If persistStateKey is not set, RequestList will always start from the beginning, and all the source URLs will be crawled again.

optionalproxyConfiguration

proxyConfiguration?: ProxyConfiguration

Used to pass the proxy configuration for the requestsFromUrl objects. Takes advantage of the internal address rotation and authentication process. If undefined, the requestsFromUrl requests will be made without proxy.

optionalsources

sources?: RequestListSource[]

An array of sources of URLs for the RequestList. It can be either an array of strings, plain objects that define at least the url property, or an array of Request instances.

IMPORTANT: The sources array will be consumed (left empty) after RequestList initializes. This is a measure to prevent memory leaks in situations when millions of sources are added.

Additionally, the requestsFromUrl property may be used instead of url, which will instruct RequestList to download the source URLs from a given remote location. The URLs will be parsed from the received response.

[
// A single URL
'http://example.com/a/b',

// Modify Request options
{ method: PUT, 'https://example.com/put, payload: { foo: 'bar' }}

// Batch import of URLs from a file hosted on the web,
// where the URLs should be requested using the HTTP POST request
{ method: 'POST', requestsFromUrl: 'http://example.com/urls.txt' },

// Batch import from remote file, using a specific regular expression to extract the URLs.
{ requestsFromUrl: 'http://example.com/urls.txt', regex: /https://example.com/.+/ },

// Get list of URLs from a Google Sheets document. Just add "/gviz/tq?tqx=out:csv" to the Google Sheet URL.
// For details, see https://help.apify.com/en/articles/2906022-scraping-a-list-of-urls-from-a-google-sheets-document
{ requestsFromUrl: 'https://docs.google.com/spreadsheets/d/1-2mUcRAiBbCTVA5KcpFdEYWflLMLp9DDU3iJutvES4w/gviz/tq?tqx=out:csv' }
]

optionalsourcesFunction

sourcesFunction?: RequestListSourcesFunction

A function that will be called to get the sources for the RequestList, but only if RequestList was not able to fetch their persisted version (see RequestListOptions.persistRequestsKey). It must return an Array of Request or RequestOptions.

This is very useful in a scenario when getting the sources is a resource intensive or time consuming task, such as fetching URLs from multiple sitemaps or parsing URLs from large datasets. Using the sourcesFunction in combination with persistStateKey and persistRequestsKey will allow you to fetch and parse those URLs only once, saving valuable time when your crawler migrates or restarts.

If both RequestListOptions.sources and RequestListOptions.sourcesFunction are provided, the sources returned by the function will be added after the sources.

Example:

// Let's say we want to scrape URLs extracted from sitemaps.

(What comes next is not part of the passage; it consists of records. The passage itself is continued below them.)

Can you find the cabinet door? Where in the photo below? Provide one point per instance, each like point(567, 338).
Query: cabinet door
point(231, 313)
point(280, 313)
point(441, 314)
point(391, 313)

const sourcesFunction = async () => {
// With super large sitemaps, this operation could take very long
// and big websites typically have multiple sitemaps.
const sitemaps = await downloadHugeSitemaps();
return parseUrlsFromSitemaps(sitemaps);
};

// Sitemaps can change in real-time, so it's important to persist
// the URLs we collected. Otherwise we might lose our scraping
// state in case of an crawler migration / failure / time-out.
const requestList = await RequestList.open(null, [], {
// The sourcesFunction is called now and the Requests are persisted.
// If something goes wrong and we need to start again, RequestList
// will load the persisted Requests from storage and will NOT
// call the sourcesFunction again, saving time and resources.
sourcesFunction,
persistStateKey: 'state-key',
persistRequestsKey: 'requests-key',
})

optionalstate

The state object that the RequestList will be initialized from. It is in the form as returned by RequestList.getState(), such as follows:

{
nextIndex: 5,
nextUniqueKey: 'unique-key-5'
inProgress: {
'unique-key-1': true,
'unique-key-4': true,
},
}

Note that the preferred (and simpler) way to persist the state of crawling of the RequestList is to use the stateKeyPrefix parameter instead.